Time for an object's afterimage to disappear at the event horizon My understanding is that as someone/something falls into a black hole, they would get dimmer and dimmer until disappearing entirely as they cross the event horizon. Most non-radiant objects would probably become invisible to outside observers well before hitting the event horizon. But if we had something very bright (like a hot young star) hitting a black hole's event horizon, about how long would we see its "afterimage floating near the horizon" before it disappeared? (Assume the star's trajectory into the black hole was directly along our line-of-sight distance to the black hole itself.)
 A: If you look at my answer to What is the general formula for time-dilation due to velocity and gravity together? this explains the equation for the time dilation of an object falling radially inwards towards a Schwarzschild black hole. We end up with the result:
$$ \frac{d\tau}{dt} = \sqrt{1 - \left(1 - \frac{r_s}{r}\right)^2\frac{r_s}{r} - \frac{r_s}{r} } \tag{1} $$
You need to choose some value of the time dilation that you consider to be disappeared. For example if we choose a factor of a hundred that redshifts all wavelengths by a factor of a hundred and reduces the intensity by a factor of a hundred. That would certainly be undetectable to the naked eye though sufficiently sensitive instruments could still detect the falling object. Using equation (1) we find this happens at a distance:
$$ \frac{r}{r_s} \approx 1.0001 $$
i.e. when the distance to the horizon is $0.01\%$ of the horizon radius. Then we just need to find the time taken to reach this distance.
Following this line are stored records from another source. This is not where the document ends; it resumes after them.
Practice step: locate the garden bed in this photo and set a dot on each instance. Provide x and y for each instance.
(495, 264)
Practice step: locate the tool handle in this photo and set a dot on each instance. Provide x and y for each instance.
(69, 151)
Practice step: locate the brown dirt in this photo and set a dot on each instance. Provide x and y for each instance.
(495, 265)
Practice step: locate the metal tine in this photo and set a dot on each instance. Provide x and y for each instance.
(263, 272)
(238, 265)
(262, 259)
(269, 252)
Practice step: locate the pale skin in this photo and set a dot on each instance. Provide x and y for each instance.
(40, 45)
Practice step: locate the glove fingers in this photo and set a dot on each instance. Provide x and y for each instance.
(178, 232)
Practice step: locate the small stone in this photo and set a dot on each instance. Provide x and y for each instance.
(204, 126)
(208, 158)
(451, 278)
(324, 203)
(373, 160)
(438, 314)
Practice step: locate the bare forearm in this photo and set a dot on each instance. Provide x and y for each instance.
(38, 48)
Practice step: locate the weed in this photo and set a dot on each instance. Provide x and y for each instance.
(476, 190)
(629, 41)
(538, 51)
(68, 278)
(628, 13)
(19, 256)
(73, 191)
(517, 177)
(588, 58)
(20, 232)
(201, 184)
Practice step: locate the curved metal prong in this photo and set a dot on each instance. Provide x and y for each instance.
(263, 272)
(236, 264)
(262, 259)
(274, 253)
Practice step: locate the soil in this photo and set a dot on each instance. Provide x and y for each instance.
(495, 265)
The velocity of an object falling freely from infinity is discussed in my answer to Will an object always fall at an infinite speed in a black hole? and we get the result:
$$ v = \left(1 - \frac{r_s}{r}\right)\sqrt{\frac{r_s}{r}}c \tag{2} $$
and this looks like:

The velocity initially rises as the object falls inwards, but then very near the horizon the time dilation dominates and the object slows again and after infinite time comes to a halt at the horizon. We get the time taken to reach a distance $r$ by integrating this expression, but sadly it doesn't have a closed form integral and we'd have to do it numerically.
At this point I have run out of enthusiasm for doing the calculation, but I did calculate the time taken to fall to $1\%$ of the horizon distance in my answer to Can you have a giraffe shaped black hole? and the result was under a millisecond.
A: The time will be proportional to the light crossing time of the black hole, which is less than a millisecond for a stellar-mass black hole, or around a day for the M87 black hole.
I don't have a source for the following derivation and it's possible I made a mistake.
An object radially infalling into a Schwarzschild black hole satisfies $d^2r/ds^2 = -GM/r$. Integrating this once gives $dr/ds = -\sqrt{r_s/r-r_s/r_0}$. For simplicity I'll take $r_0=\infty$ (the object falls in from infinity). Arbitrarily choosing $r=r_s$ at $s=0$, the solution is $r = r_s (1 - \frac32 s/r_s)^{2/3}$.
I'll use Eddington-Finkelstein outgoing coordinates $$ds^2 = (1-r_s/r)\,dv^2 + 2\,dv\,dr$$ because the redshift as seen by someone at rest at infinity is just $1{+}z = dv/ds$. Plugging in the formula for $dr/ds$ gives us $$1 = \left(1-\frac{r_s}{r}\right)\left(\frac{dv}{ds}\right)^2 - 2\,\frac{dv}{ds}\,\sqrt{\frac{r_s}{r}}$$ which has the solution $dv/ds = \left(1-\sqrt{r_s/r}\right)^{-1}$. Plugging in the formula for $r$ gives us $$\frac{dv}{ds} = 1{+}z = \left(1-\left(1-\frac{3\,s}{2\,r_s}\right)^{-1/3}\right)^{-1}$$
I'd rather have $z(v)$ than $z(s)$ so I multiply by $ds/dz$ to get $$\frac{dv}{dz} = 2\,r_s\,(1+z)^3/z^4$$ $$v(z)=2\,r_s\left(\ln z - 3/z - 3/2z^2 - 1/3z^3\right) + \text{const}$$
I doubt that's invertible. At any rate, you can see that at late times ($z\gtrsim 10$) the redshift increases exponentially with a time constant of $2\,r_s$ (33 hours for the M87 BH). It takes about $4\,r_s$ to get from $z=e$ to $z=e^2$, about $9\,r_s$ to get from $z=1$ to $z=e$, and about $44\,r_s$ to get from $z=1/e$ to $z=1$.